# Phuck sakes.. Can a fella catch a break?



## Tanked (Sep 9, 2008)

Well I now understand why so many people drop this hobbie.. Ich is gone and the next day wham, another fish dead  , One of my keyhole cichlids is dead and the other one looks like hes about to explode. Both cory cats appear to be fine moving about with no problems .. 

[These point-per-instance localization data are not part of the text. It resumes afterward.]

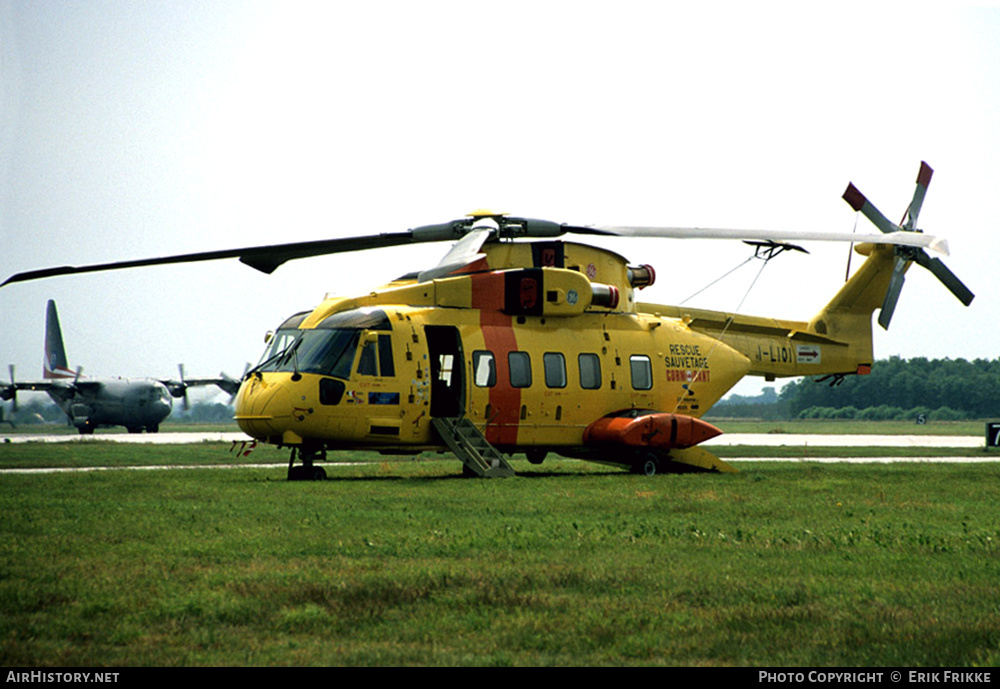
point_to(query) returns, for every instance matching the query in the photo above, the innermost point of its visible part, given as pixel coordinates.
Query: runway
(727, 439)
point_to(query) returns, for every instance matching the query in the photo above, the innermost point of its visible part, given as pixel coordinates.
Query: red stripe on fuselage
(498, 337)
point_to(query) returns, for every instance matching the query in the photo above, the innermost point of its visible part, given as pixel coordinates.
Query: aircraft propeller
(906, 254)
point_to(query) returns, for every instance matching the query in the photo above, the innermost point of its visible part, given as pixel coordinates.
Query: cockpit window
(326, 350)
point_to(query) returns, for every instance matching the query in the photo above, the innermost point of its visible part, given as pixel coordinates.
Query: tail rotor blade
(923, 181)
(13, 388)
(947, 278)
(892, 294)
(183, 386)
(858, 202)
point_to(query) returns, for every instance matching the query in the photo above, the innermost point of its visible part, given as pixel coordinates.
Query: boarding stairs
(469, 444)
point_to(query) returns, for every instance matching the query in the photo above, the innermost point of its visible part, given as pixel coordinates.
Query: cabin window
(376, 358)
(520, 369)
(386, 367)
(555, 369)
(642, 372)
(590, 371)
(485, 367)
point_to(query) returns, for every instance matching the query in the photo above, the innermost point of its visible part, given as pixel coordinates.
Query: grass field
(405, 563)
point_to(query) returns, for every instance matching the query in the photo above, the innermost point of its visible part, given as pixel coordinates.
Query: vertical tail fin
(56, 365)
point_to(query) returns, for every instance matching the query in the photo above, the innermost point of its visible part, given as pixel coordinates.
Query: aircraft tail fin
(56, 364)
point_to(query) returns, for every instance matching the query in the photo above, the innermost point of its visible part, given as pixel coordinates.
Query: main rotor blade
(858, 202)
(264, 258)
(917, 239)
(465, 252)
(923, 181)
(948, 278)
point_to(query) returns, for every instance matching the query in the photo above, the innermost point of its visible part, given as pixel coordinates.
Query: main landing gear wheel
(647, 465)
(306, 471)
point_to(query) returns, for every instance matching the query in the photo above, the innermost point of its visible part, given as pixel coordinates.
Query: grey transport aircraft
(89, 403)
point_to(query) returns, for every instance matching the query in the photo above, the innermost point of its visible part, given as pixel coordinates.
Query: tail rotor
(905, 255)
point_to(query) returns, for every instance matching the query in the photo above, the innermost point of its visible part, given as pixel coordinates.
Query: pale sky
(133, 129)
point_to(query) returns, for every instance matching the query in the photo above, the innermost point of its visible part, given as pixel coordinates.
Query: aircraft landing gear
(647, 464)
(307, 471)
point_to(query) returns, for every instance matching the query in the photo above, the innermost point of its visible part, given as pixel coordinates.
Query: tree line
(938, 389)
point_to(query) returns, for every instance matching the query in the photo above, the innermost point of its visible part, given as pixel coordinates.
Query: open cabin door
(447, 371)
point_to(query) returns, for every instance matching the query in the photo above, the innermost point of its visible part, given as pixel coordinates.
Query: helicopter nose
(263, 408)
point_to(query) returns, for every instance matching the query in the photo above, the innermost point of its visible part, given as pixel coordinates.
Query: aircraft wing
(224, 383)
(58, 388)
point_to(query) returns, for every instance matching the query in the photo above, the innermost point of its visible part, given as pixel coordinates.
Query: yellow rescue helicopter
(543, 346)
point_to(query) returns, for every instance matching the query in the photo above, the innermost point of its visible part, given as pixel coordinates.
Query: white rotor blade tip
(939, 245)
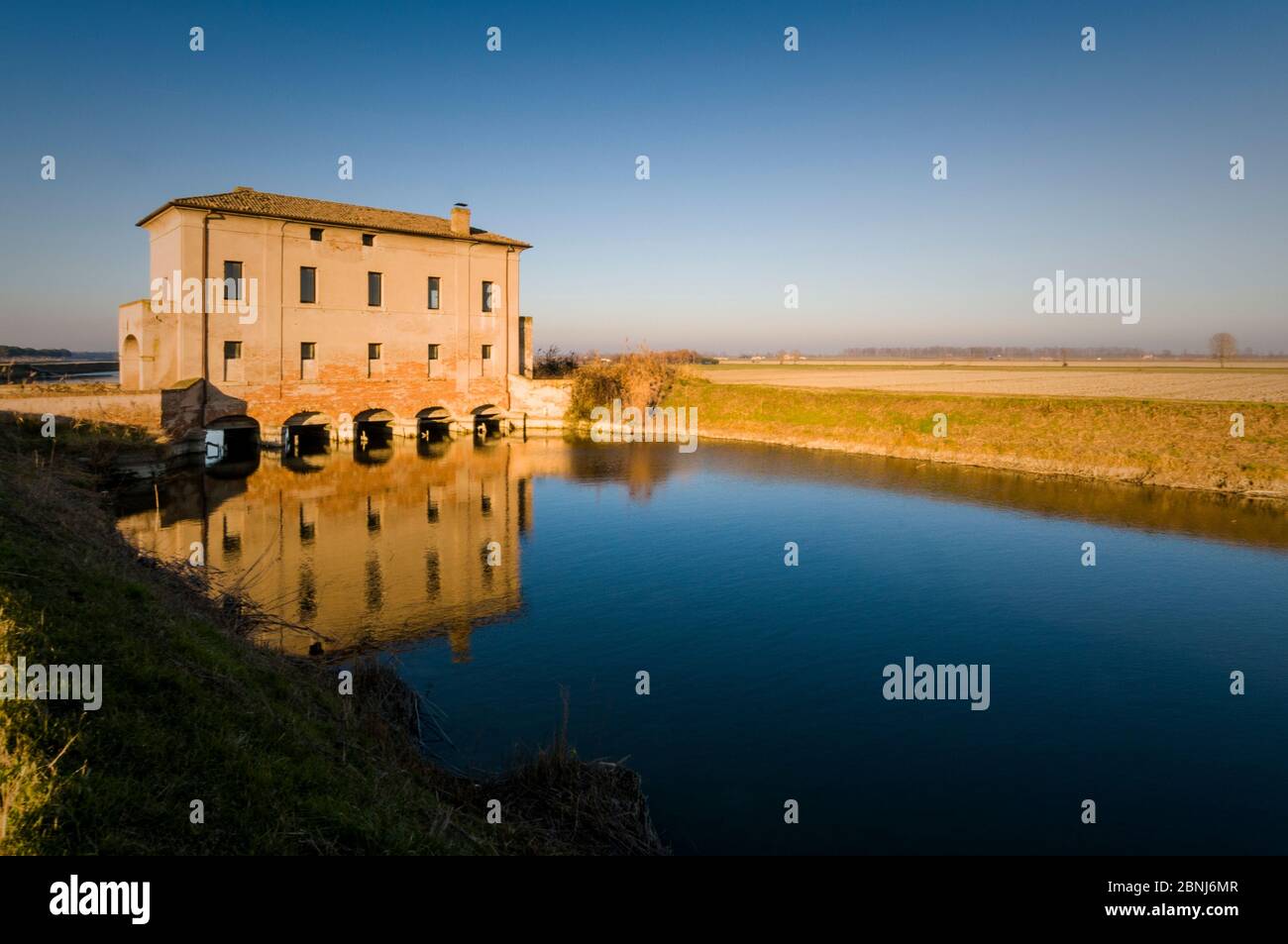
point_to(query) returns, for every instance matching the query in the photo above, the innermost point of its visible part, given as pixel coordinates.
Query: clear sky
(767, 167)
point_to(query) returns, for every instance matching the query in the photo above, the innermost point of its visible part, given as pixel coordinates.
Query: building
(284, 314)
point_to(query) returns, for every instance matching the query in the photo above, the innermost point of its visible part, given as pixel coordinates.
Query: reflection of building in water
(365, 552)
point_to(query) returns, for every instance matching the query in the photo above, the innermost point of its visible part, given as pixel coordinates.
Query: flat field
(1252, 381)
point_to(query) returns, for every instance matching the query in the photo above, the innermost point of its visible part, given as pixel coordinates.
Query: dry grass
(640, 378)
(1266, 384)
(1184, 445)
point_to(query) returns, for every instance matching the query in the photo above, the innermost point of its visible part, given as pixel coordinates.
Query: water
(1108, 682)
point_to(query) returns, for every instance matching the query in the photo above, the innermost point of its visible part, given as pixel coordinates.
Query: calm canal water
(1108, 682)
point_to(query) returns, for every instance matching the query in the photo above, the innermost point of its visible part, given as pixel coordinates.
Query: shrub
(640, 378)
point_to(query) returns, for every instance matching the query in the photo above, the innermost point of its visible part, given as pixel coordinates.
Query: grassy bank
(1177, 443)
(191, 711)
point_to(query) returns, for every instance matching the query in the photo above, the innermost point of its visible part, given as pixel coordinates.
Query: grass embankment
(1177, 443)
(191, 711)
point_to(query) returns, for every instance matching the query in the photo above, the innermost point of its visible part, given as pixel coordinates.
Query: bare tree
(1223, 346)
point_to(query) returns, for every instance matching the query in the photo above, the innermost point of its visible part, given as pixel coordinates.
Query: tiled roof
(250, 202)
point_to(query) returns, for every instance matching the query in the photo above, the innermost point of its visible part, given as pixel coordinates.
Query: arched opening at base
(433, 425)
(307, 434)
(373, 436)
(232, 441)
(488, 423)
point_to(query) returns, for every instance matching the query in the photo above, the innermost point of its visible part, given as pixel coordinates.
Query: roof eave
(496, 241)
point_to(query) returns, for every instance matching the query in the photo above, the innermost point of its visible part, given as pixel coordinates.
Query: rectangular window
(232, 281)
(233, 371)
(308, 284)
(308, 361)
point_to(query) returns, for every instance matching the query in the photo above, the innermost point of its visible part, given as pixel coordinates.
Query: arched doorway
(132, 365)
(232, 442)
(488, 423)
(373, 436)
(433, 425)
(305, 434)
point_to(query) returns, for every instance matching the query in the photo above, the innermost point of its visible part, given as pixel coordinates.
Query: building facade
(281, 312)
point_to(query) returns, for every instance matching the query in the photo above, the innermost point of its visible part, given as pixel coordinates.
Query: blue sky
(768, 167)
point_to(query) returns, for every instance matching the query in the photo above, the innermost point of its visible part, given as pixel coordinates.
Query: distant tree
(1223, 346)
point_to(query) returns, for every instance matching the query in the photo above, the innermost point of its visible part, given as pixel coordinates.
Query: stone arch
(488, 421)
(433, 425)
(232, 441)
(132, 365)
(305, 433)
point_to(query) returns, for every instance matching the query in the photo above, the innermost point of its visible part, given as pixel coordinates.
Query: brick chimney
(462, 219)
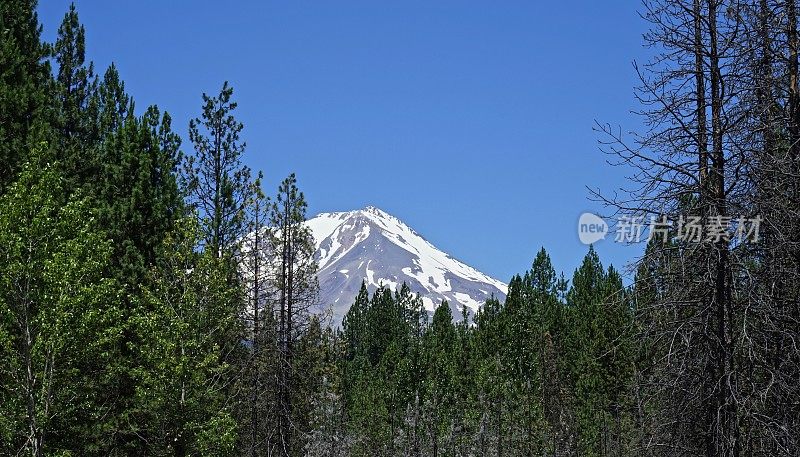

I honesty cant figure out the problem

Ammonia- 0ppm
Nitrite- 0ppm
nitrate-0ppm
ph- 7.2

So my question is wtf is wrong with my tank???


----------



## Tanked (Sep 9, 2008)

Doing a 50% water change as we speak... Adding API-Pimafix to water


----------



## sawman88 (Sep 29, 2008)

i hear you man comming home to see a dead fish is gut wreanching. i too have though a few times that f**k it im tired of fish. but i remembre what my mentor told me when i first got into fish.. "livestock = deadstock" fish die sometimes. expecially when you have hundreds of fish. things happen sometimes thats out of our control and it sucks but you move on and try to learn from your mistakes .


----------



## Tanked (Sep 9, 2008)

sawman88 said:


> i hear you man comming home to see a dead fish is gut wreanching. i too have though a few times that f**k it im tired of fish. but i remembre what my mentor told me when i first got into fish.. "livestock = deadstock" fish die sometimes. expecially when you have hundreds of fish. things happen sometimes thats out of our control and it sucks but you move on and try to learn from your mistakes .


Ahh tell me about it!!!

I was pissed right off when this one dyed, now my other keyhole looks like a hand grenade floating around ( kinda funny) but i hope he makes it.. And yet my two corys are acting like nothing the matter.

I'd love to learn from my mistake.. If i knew what it was.

Thanks for the reply


----------



## sawman88 (Sep 29, 2008)

humm could it be bloat? some fish are rally susectable to it. its uncommon for bloat to happen from flakes. but frozen brine shrimp and pellets can cause bloat. the fish eats too much food and then it expands in the water then POP. waht do you feed them? it would make sence that the cat fish would be unaffected by it.


----------



## Tanked (Sep 9, 2008)

sawman88 said:


> humm could it be bloat? some fish are rally susectable to it. its uncommon for bloat to happen from flakes. but frozen brine shrimp and pellets can cause bloat. the fish eats too much food and then it expands in the water then POP. waht do you feed them? it would make sence that the cat fish would be unaffected by it.


I feed them a decent flake food.. Nutrafin max- earth worm flakes with bits of dryed tubifex worms.

I feed 1-2 times a day with a two finger pinch


----------



## sawman88 (Sep 29, 2008)

humm well i dont know then maybe bloat inst the case. that usualy only happens with frozen foods and pellets.


----------



## Tanked (Sep 9, 2008)

sawman88 said:


> humm well i dont know then maybe bloat inst the case. that usualy only happens with frozen foods and pellets.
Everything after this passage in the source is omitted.